Plan to fix electricity and water in South Africa

South Africa wants to give municipal government officials in charge of water and electricity more power by decentralising the services and ring-fencing their budgets.
According to a Sunday Times report, the proposal to decentralise these systems was contained in an Operation Vulindlela document tabled before Cabinet last week.
It also proposes extending the Public Service Commission’s mandate to professionalise local government.
The move could see some metros establish separate entities for the services, as is the case in Johannesburg.
Metros that don’t follow Johannesburg’s lead could also decentralise the system. This would give the respective head of department complete control over finances, human resources, and supply chain management.
The aim is to ring-fence their electricity and water budgets and prevent them from being diverted to other areas.
The Operation Vulindlela document proposes that the changes are first implemented in metros like Buffalo City, Cape Town, Ekurhuleni, eThekwini, Manguang, Nelson Mandela Bay, and Tshwane.

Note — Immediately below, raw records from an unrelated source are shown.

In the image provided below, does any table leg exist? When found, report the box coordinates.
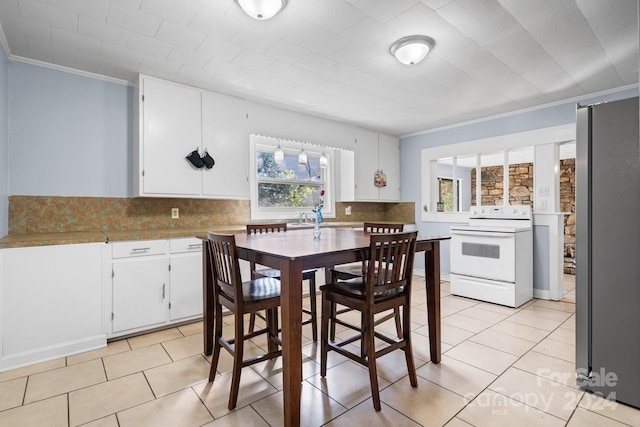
[425,241,441,364]
[279,259,303,427]
[202,240,214,356]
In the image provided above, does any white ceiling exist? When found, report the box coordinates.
[0,0,638,136]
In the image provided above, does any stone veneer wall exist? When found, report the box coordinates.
[560,159,576,274]
[471,162,534,206]
[7,196,415,234]
[470,160,576,274]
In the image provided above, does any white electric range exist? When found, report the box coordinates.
[449,205,533,308]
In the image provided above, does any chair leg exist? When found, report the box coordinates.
[328,267,337,342]
[248,312,257,333]
[320,292,331,377]
[208,305,224,383]
[364,308,381,411]
[228,313,245,410]
[329,302,337,341]
[402,302,418,388]
[266,308,279,353]
[393,307,402,339]
[360,311,367,359]
[308,275,318,342]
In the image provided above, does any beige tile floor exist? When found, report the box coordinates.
[1,276,638,426]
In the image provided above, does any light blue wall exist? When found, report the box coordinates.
[401,86,639,282]
[400,86,639,225]
[8,62,132,198]
[0,47,8,237]
[533,225,550,291]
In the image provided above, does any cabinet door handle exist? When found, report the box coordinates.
[131,247,151,252]
[187,244,201,249]
[162,283,166,299]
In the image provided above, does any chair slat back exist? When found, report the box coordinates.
[363,222,404,233]
[247,223,287,234]
[246,223,288,279]
[207,232,243,303]
[366,231,418,298]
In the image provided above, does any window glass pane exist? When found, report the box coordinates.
[257,151,322,182]
[457,154,476,210]
[476,152,504,206]
[438,177,454,212]
[508,147,534,206]
[436,158,453,212]
[257,183,323,208]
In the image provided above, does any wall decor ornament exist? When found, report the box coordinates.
[374,170,387,187]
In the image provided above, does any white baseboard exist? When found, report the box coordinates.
[0,335,106,372]
[412,268,449,283]
[533,288,551,300]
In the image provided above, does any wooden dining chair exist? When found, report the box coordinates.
[329,222,405,340]
[320,231,419,411]
[246,223,319,341]
[206,232,282,410]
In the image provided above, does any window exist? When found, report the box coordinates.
[437,177,462,212]
[422,125,567,218]
[250,135,333,220]
[256,150,325,208]
[435,156,470,212]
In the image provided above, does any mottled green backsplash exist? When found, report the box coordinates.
[8,196,415,234]
[333,202,414,223]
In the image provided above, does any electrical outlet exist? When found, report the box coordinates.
[171,208,179,219]
[345,206,352,215]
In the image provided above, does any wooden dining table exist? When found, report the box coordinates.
[201,227,449,427]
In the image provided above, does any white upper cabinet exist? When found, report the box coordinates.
[378,133,400,201]
[201,91,249,198]
[135,75,398,201]
[355,127,380,201]
[137,76,202,196]
[135,75,249,199]
[354,128,400,201]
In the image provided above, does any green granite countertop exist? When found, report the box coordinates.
[0,222,383,248]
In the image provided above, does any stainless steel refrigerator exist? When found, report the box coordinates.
[576,96,640,409]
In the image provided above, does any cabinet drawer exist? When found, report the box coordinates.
[170,238,203,254]
[112,240,168,258]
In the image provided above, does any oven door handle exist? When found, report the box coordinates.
[450,230,514,238]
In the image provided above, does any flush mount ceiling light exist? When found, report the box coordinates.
[390,35,434,65]
[235,0,288,20]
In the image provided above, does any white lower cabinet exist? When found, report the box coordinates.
[109,238,203,338]
[112,258,170,333]
[0,243,106,372]
[169,238,203,321]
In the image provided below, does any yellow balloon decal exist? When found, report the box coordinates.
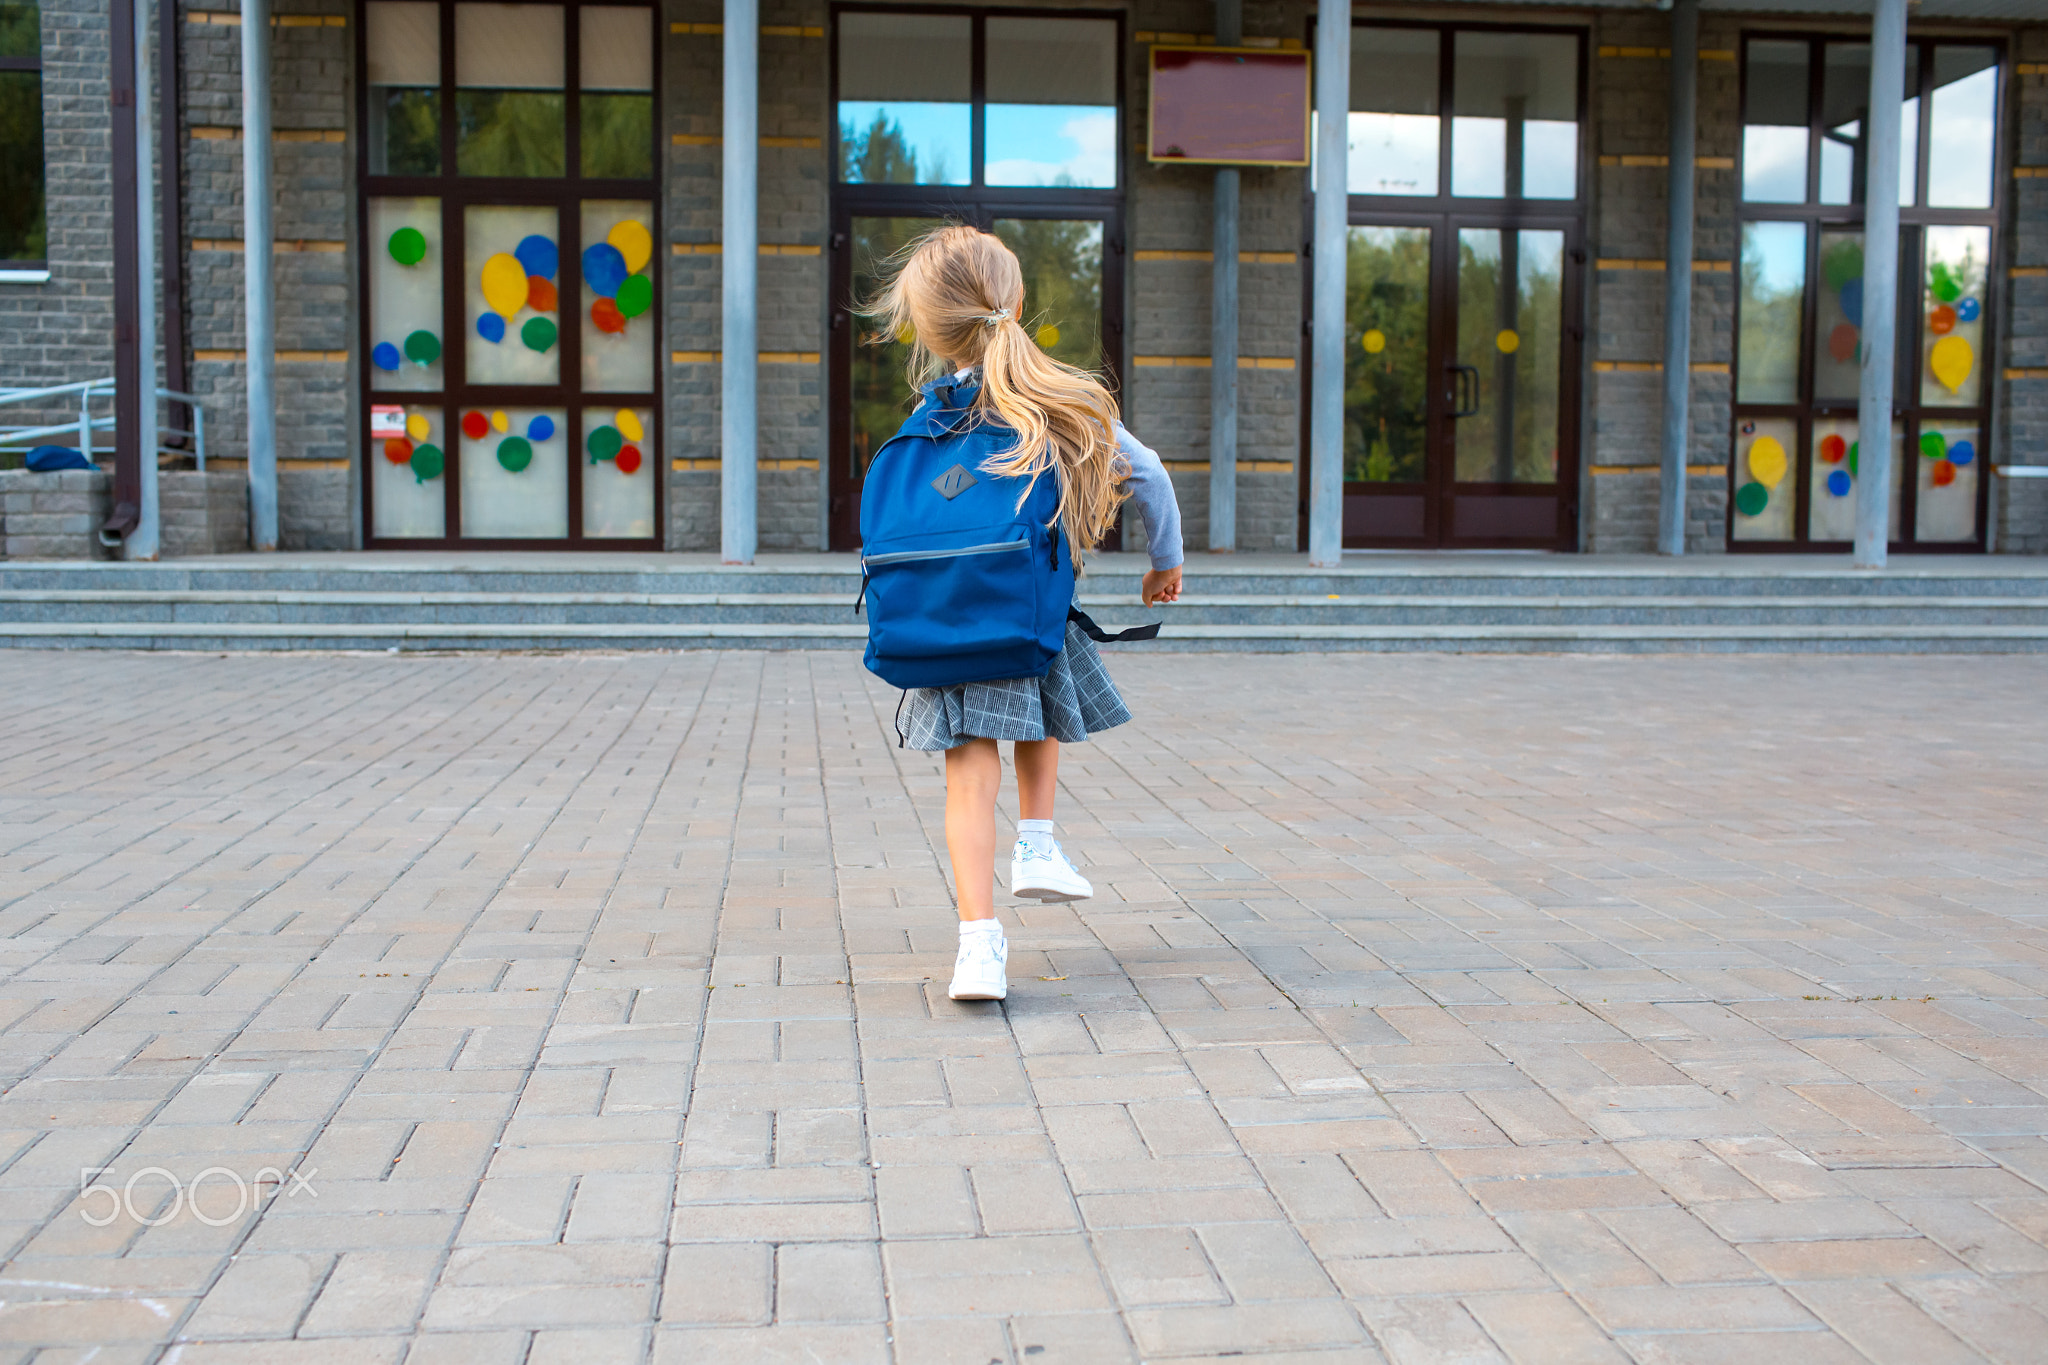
[895,324,915,346]
[615,409,645,442]
[480,253,529,319]
[490,409,509,433]
[1496,329,1520,354]
[1747,435,1787,488]
[1362,329,1386,354]
[1035,324,1061,349]
[606,220,654,276]
[1929,335,1974,394]
[404,413,430,442]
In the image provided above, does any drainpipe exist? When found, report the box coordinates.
[1307,0,1348,567]
[1855,0,1906,569]
[243,0,278,550]
[721,0,759,563]
[1208,0,1240,553]
[128,0,160,560]
[1657,0,1697,556]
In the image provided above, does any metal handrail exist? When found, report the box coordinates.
[0,379,208,469]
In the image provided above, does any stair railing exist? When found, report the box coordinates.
[0,379,209,469]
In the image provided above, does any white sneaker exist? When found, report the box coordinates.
[948,925,1008,1001]
[1011,838,1094,902]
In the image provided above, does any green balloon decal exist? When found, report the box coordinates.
[1930,261,1962,304]
[409,442,444,482]
[388,226,427,266]
[1734,481,1769,518]
[1919,430,1946,460]
[1848,440,1859,477]
[403,329,441,366]
[615,273,653,320]
[521,317,558,353]
[1821,240,1863,291]
[587,424,623,463]
[497,437,534,473]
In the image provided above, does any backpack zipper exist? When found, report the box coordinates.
[862,538,1027,567]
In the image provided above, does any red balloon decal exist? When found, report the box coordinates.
[527,276,558,313]
[1827,322,1858,363]
[1819,434,1847,464]
[1928,305,1957,336]
[461,410,491,440]
[384,437,413,463]
[592,298,627,334]
[615,444,643,475]
[1931,459,1957,487]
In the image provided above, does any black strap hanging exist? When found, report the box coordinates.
[1068,606,1161,644]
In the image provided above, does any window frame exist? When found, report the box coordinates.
[353,0,663,551]
[1731,30,2004,553]
[0,0,46,271]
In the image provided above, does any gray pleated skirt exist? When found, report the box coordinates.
[897,620,1132,751]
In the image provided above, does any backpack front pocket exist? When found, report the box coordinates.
[863,536,1043,668]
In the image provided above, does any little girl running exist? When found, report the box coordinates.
[864,225,1184,1003]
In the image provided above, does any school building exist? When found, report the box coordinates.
[0,0,2043,561]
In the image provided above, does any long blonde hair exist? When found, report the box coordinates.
[862,224,1126,564]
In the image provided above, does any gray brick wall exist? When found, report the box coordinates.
[1998,33,2047,555]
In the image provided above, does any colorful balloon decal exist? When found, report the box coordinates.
[388,227,427,266]
[384,437,412,464]
[403,330,441,367]
[1735,482,1769,518]
[616,446,643,475]
[1931,460,1957,487]
[497,437,533,473]
[1036,324,1061,350]
[583,243,629,297]
[477,313,506,344]
[1957,298,1980,323]
[461,410,490,441]
[587,424,624,463]
[474,236,561,352]
[482,253,529,318]
[528,414,555,442]
[405,414,430,442]
[615,410,645,442]
[1747,435,1787,489]
[1929,260,1963,304]
[521,317,559,353]
[515,234,559,281]
[583,221,656,340]
[1362,328,1385,354]
[527,277,559,313]
[1928,304,1957,336]
[1827,323,1858,364]
[1819,434,1847,465]
[410,443,444,482]
[372,342,402,371]
[491,410,509,433]
[1920,431,1947,460]
[591,298,626,334]
[1949,440,1974,466]
[1929,335,1974,393]
[1496,329,1519,355]
[1826,469,1852,497]
[608,220,652,274]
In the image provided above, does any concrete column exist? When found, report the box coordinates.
[1856,0,1907,569]
[127,0,160,560]
[1657,0,1697,557]
[243,0,278,551]
[1307,0,1348,566]
[721,0,759,563]
[1208,0,1241,553]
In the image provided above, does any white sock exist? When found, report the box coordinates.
[1017,819,1057,858]
[960,917,1003,939]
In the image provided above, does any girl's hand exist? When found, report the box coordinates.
[1142,566,1183,606]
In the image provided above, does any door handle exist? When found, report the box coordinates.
[1448,365,1480,418]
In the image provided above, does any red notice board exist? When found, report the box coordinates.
[1148,46,1311,167]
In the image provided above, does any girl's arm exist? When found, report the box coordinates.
[1113,422,1184,572]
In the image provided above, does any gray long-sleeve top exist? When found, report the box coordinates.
[1114,422,1184,572]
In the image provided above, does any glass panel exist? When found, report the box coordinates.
[1349,27,1439,197]
[369,196,444,392]
[455,3,564,177]
[0,69,44,261]
[1814,231,1863,402]
[1731,417,1796,541]
[1817,42,1916,207]
[582,406,655,538]
[984,18,1116,188]
[1344,226,1430,483]
[1920,225,1988,407]
[837,13,970,185]
[1738,221,1805,404]
[1454,228,1563,484]
[580,7,652,179]
[1743,40,1809,203]
[465,204,560,385]
[1927,47,1997,210]
[991,219,1103,373]
[367,1,440,175]
[580,199,655,392]
[850,216,944,478]
[0,2,37,58]
[459,406,568,537]
[1807,415,1904,542]
[1915,420,1979,542]
[1451,32,1578,200]
[369,402,447,537]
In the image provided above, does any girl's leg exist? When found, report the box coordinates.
[943,737,1002,922]
[1012,738,1060,820]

It wants all metros to establish ring-fenced, professionally managed, independently licenced utilities for their water and electricity within two years.
Municipal mismanagement of electricity and water services in South Africa has resulted in significant debt with the country’s water bards and state-owned power utility, Eskom.
Municipal debt to Eskom has climbed to nearly R110 billion, and according to the head of fixed interest at Coronation, Nishan Maharaj, National Treasury could be forced to announce a further bailout for the utility.
Eskom is unlikely to generate enough revenue to fill the gap, and if municipalities can’t pay back the debt, Maharaj estimates that the utility could require relief in the region of R50 billion.
“This thing can’t sit on the balance sheet forever, it has to be corrected,” he said.
“And if it’s not corrected via collection of the tariff then inevitably someone has to fill the gap, and that someone will have to be the government.”

In July 2024, South African Minister of Electricity and Energy, Kgosientsho Ramokgopa, said municipal debt could reach R3.1 trillion by 2050 if not urgently addressed.
At the time, municipal debt owed to Eskom amounted to more than R78 billion.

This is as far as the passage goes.